Bonus barriere architettoniche: niente detrazioni per gli eredi. Ecco chi può accedervi nel 2025
Il bonus barriere architettoniche 75% continua ad essere una delle agevolazioni più richieste nel settore edilizio.
Consente di recuperare fino al 75% delle spese sostenute per interventi finalizzati a rendere gli immobili più accessibili e sicuri.
Ma cosa succede in caso di decesso del beneficiario? Gli eredi possono proseguire con la detrazione fiscale?
La risposta, purtroppo, è no.
Bonus barriere architettoniche: come funziona
Il bonus prevede una detrazione IRPEF del 75%, da suddividere in 5 quote annuali di pari importo, per lavori come:
- installazione di ascensori, piattaforme e montascale,
- costruzione o adeguamento di rampe di accesso,
- rifacimento dei bagni per persone con disabilità,
- sostituzione di infissi, porte e automatismi che facilitano la mobilità.
Le spese massime ammesse dipendono dal tipo di immobile e vanno da 30.000 € a 50.000 € per unità abitativa.
Niente detrazioni per gli eredi
La normativa è chiara: in caso di decesso del beneficiario, le quote residue di detrazione non si trasferiscono agli eredi.
Quindi, diversamente da quanto accade ad esempio per il bonus ristrutturazioni, la detrazione si perde e non può essere riportata nelle dichiarazioni fiscali degli eredi.
Addio a sconto in fattura e cessione del credito
Fino al 2023 era possibile optare per sconto in fattura o cessione del credito a banche e intermediari.
Dal 2024 queste opzioni non sono più previste per il bonus barriere architettoniche: l’unica modalità attuale è la detrazione IRPEF diretta.
Questo rende ancora più importante pianificare bene l’investimento e valutarne la reale convenienza.
Chi può beneficiare del bonus barriere architettoniche
Possono accedere all’agevolazione:
- proprietari di immobili,
- nudi proprietari e usufruttuari,
- locatari o comodatari (con consenso del proprietario),
- familiari conviventi del possessore o detentore dell’immobile,
- conviventi di fatto e coniugi separati assegnatari della casa,
- società semplici, associazioni tra professionisti ed enti (per immobili non residenziali).
Un ventaglio ampio, che permette a molti contribuenti di accedere al beneficio, ma con il limite già evidenziato: in caso di decesso, gli eredi non hanno diritto a proseguire la detrazione.
Bonus barriere architettoniche in condominio
Anche i condomini possono accedere al bonus, per gli interventi sulle parti comuni degli edifici residenziali, come:
- installazione o sostituzione di ascensori e montascale,
- costruzione di rampe di accesso,
- adeguamento di ingressi, androni e spazi comuni.

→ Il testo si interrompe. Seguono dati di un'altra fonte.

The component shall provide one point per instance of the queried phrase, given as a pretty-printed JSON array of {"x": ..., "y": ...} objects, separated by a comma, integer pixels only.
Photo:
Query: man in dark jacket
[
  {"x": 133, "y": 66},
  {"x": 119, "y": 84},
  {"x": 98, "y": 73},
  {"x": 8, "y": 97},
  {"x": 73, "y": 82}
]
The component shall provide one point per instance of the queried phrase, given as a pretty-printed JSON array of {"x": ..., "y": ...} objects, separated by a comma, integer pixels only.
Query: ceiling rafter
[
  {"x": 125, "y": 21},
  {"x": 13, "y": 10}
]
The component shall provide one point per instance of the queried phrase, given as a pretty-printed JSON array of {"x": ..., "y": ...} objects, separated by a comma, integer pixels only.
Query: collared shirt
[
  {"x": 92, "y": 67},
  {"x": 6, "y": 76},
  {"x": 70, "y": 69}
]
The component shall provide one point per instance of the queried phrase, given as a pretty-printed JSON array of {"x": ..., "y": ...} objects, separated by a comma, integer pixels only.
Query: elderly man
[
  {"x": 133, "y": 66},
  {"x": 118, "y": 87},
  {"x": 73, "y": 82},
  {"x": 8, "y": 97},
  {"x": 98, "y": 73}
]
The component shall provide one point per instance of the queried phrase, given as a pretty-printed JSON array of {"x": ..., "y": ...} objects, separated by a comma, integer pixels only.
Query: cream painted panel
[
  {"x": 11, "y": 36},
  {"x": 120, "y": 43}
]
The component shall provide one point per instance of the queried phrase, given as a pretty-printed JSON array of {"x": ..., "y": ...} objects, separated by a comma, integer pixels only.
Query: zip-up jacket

Chi beneficia della detrazione in condominio
La detrazione del 75% spetta:
- ai condòmini persone fisiche (proprietari o nudi proprietari),
- agli inquilini o comodatari che sostengono la spesa,
- ai familiari conviventi dei possessori/detentori, se partecipano alla spesa.

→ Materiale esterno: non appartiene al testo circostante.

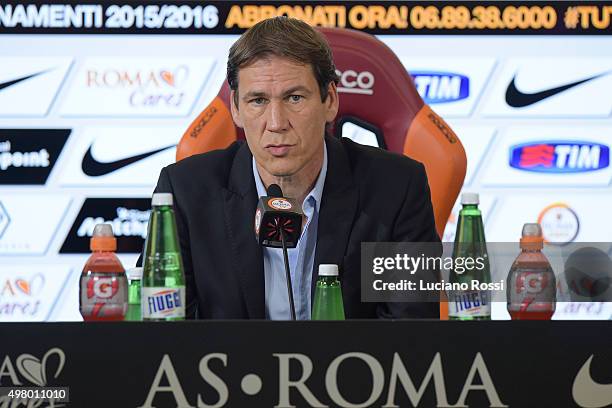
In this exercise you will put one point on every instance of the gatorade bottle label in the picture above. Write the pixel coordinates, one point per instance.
(472, 304)
(163, 303)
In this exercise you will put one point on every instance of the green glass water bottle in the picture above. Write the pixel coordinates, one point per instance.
(470, 243)
(163, 278)
(134, 287)
(328, 295)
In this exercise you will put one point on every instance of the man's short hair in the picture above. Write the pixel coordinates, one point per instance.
(283, 37)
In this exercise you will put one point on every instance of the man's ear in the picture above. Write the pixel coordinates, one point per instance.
(331, 103)
(234, 110)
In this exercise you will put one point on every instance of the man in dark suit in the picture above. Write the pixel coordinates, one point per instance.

La detrazione spetta in proporzione alla quota millesimale o alla ripartizione approvata dall’assemblea condominiale.
Importi massimi in condominio
Il tetto di spesa cambia in base alla tipologia dell’edificio:
- 50.000 € per edifici unifamiliari o unità indipendenti,
- 40.000 € moltiplicati per il numero delle unità in edifici da 2 a 8 unità,
- 30.000 € moltiplicati per il numero delle unità in edifici con più di 8 unità.
Esempio: un condominio con 10 appartamenti avrà un massimale complessivo di 300.000 € (10 × 30.000 €).
Conclusioni
Il bonus barriere architettoniche 2025 resta uno strumento prezioso per migliorare la qualità abitativa e favorire l’accessibilità universale.
Tuttavia, va ricordato che:
- non sono più possibili sconto in fattura e cessione del credito,
- gli eredi non subentrano nella detrazione residua,
- i condomìni possono beneficiare dell’agevolazione per interventi sulle parti comuni, con massimali specifici.
👉 Informarsi prima di avviare i lavori è fondamentale per non avere sorprese e sfruttare al meglio questa agevolazione fiscale.